At minimum, try to recreate the following graph using your data from above. Here are some useful functions to consider.

- `fct_reorder()` to use the `y_m` variable which is automatically ordered by date to reordered the character variable `month_year`.  
- `label_comma()` from the `scales` package for changing your y-axis.  
- `theme()` with additional arguments for `axis.text.x` to adjust your label orientation (`angle` and `vjust`).  

```{r}
#| label: covid-graph-cali-solution-minor

```

#### Canvas Quiz Question 1

**Which Month in California had the most COVID-19 cases between January 2020 and March 2023?**

>Insert Answer Here


#### Canvas Quiz Question 2

**Which month in 2021 had the fewest number of cases in California?**

>Insert Answer Here


<!-- Swap roles -- Computer becomes Coder, Coder becomes Computer! -->

### Major Goal Graph (if time)

Want a challenge? Try recreating the graph in the instructions online.

```{r}
#| label: covid-graph-cali-major
```



<!-- Swap roles -- Computer becomes Coder, Coder becomes Computer! -->
<!-- If you didn't do the Major Goal Graph, then do not switch -->


### What Did California COVID-19 Cases Look Like in 2021

Create a graph that provides information about the number of cases in California in 2021 only. You can use the complete data set information originally provided, but your graph should only represent some aspect of COVID-19 in 2021.

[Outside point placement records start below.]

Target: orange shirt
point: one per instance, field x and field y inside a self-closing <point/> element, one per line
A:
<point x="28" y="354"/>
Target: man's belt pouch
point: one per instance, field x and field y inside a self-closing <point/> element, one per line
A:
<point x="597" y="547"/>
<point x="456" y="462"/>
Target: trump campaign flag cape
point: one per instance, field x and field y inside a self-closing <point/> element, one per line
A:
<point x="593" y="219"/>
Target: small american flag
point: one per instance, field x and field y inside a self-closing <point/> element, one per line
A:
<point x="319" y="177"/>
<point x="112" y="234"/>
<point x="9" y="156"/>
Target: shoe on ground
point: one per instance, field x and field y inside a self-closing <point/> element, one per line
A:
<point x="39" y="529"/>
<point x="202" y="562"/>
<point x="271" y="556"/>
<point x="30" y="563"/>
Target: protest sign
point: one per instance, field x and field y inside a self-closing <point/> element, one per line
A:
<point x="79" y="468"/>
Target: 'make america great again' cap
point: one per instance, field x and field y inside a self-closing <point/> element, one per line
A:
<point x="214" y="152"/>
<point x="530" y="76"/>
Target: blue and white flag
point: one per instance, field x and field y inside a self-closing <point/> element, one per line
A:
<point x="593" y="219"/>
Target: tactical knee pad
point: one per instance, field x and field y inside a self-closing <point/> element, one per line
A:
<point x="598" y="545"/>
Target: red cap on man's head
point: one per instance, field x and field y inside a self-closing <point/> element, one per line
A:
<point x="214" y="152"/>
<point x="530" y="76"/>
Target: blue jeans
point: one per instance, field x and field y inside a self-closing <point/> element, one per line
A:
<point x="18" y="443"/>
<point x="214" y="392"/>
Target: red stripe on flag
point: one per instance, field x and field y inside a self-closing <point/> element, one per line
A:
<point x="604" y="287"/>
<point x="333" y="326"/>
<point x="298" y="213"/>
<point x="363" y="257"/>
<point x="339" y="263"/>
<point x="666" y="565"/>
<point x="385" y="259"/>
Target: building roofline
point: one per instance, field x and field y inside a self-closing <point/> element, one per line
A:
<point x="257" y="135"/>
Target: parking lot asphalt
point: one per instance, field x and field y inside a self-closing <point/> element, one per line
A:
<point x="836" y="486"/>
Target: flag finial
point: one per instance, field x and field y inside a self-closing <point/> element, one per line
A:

Be sure to follow all guidelines for creating good graphics. 

You will submit that graph as png file in your Canvas quiz.

```{r}
#| label: ca-2021-covid

```


<!-- Swap roles -- Computer becomes Coder, Coder becomes Computer! -->
<!-- If you don't have time to do the last part then do not switch -->


### Extra Challenge: Create your own graph (if time)

Using the COVID-19 data, create your graph to answer you own research question. You will submit that graph as png file in your Canvas quiz. Include your research question as the subtitle of the graph.